Sin dai tempi di Renzi a Palazzo Chigi è lì che si prendono le decisioni su lavoro e pensioni. Allora il consigliere per le questioni economiche era Tommaso Nannicini, ora al suo posto c’è Marco Leonardi. È lui che ha seguito in prima persona l’ultima trattativa coi sindacati.

Leonardi, nonostante il vostro impegno la Cgil ha preso un’altra strada. La Camusso in piazza chiede l’abiura del Jobs Act. Cosa risponde?
«Sulle pensioni il governo ha fatto quel che ha potuto. Siamo disposti a discutere anche di mercato del lavoro purché si evitino scontri ideologici».

E cosa siete disposti a fare? A sinistra del Pd chiedono di ripristinare l’articolo 18.
«Abiure del Jobs Act non ce ne saranno perché sarebbe un errore. Altra cosa è discutere di qualche correttivo».

La Cgil dice che il fallimento del Jobs Act sarebbe certificato dall’aumento dei licenziamenti disciplinari. Non è così?
«Non è così. Il rapporto fra posti di lavoro e licenziamenti è stabile. È invece vero che sta calando il numero di lavoratori dimissionari, perché solo il licenziamento garantisce l’accesso al sussidio di disoccupazione Naspi».

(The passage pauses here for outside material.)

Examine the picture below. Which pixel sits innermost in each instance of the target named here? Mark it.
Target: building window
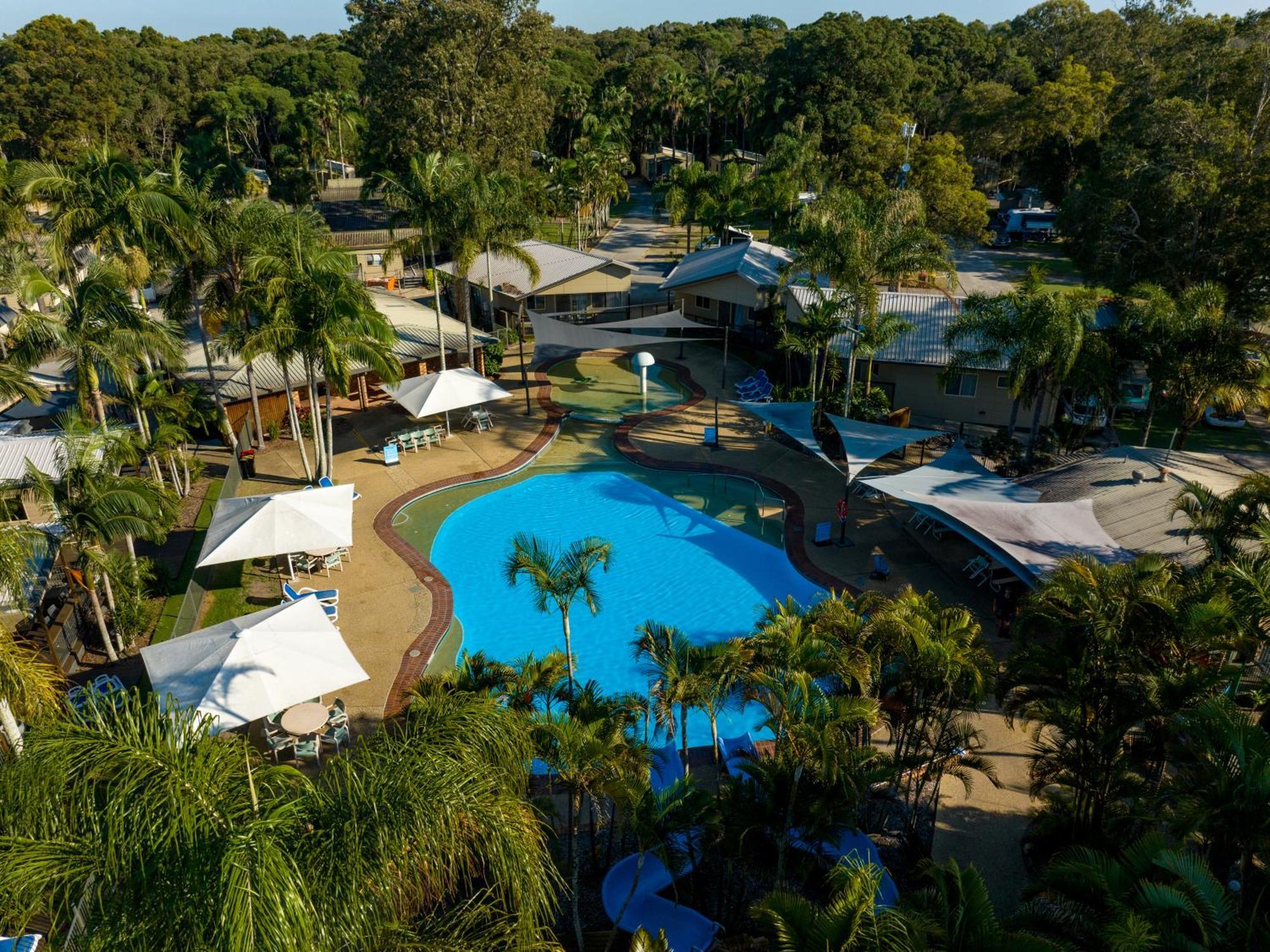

Sta dicendo che i lavoratori quando decidono di cambiare lavoro si fanno licenziare per ottenere il sussidio che diversamente non avrebbero?
«Accade anche questo sì. Lo certificano i dati dell’Inps».

La Camusso porta ad esempio il caso della lavoratrice licenziata da Ikea. Non una bella storia, in effetti. Cosa risponde?
«Di sicuro questo caso non c’entra nulla con il Jobs Act: quella signora era stata assunta dieci anni fa, aveva la protezione dell’articolo 18».

E dunque quali sarebbero i correttivi che sareste disposti a discutere con Cgil e gli altri partiti della sinistra?
«Invece di ridurre il vantaggio ad assumere a tempo indeterminato, mi preoccuperei di disincentivare i contratti a termine. Il decreto Poletti del 2014, che li liberalizzò, ebbe il merito di sostenere la ripresa dell’occupazione. Ora con il Jobs Act quell’incentivo ha meno senso».

L’Italia in effetti è un Paese piuttosto liberale sui contratti a termine: in Germania, Francia e Spagna il limite è di due anni, si possono fare solo due rinnovi e vanno giustificati. Da noi sono possibili cinque rinnovi in tre anni, e senza causale. Siete disponibili ad allinearvi allo standard europeo?
«Io eviterei la reintroduzione delle causali perché farebbe risalire il contenzioso di fronte ai giudici del lavoro. Però si potrebbe ridurre il numero dei rinnovi e il tempo massimo da tre a due anni».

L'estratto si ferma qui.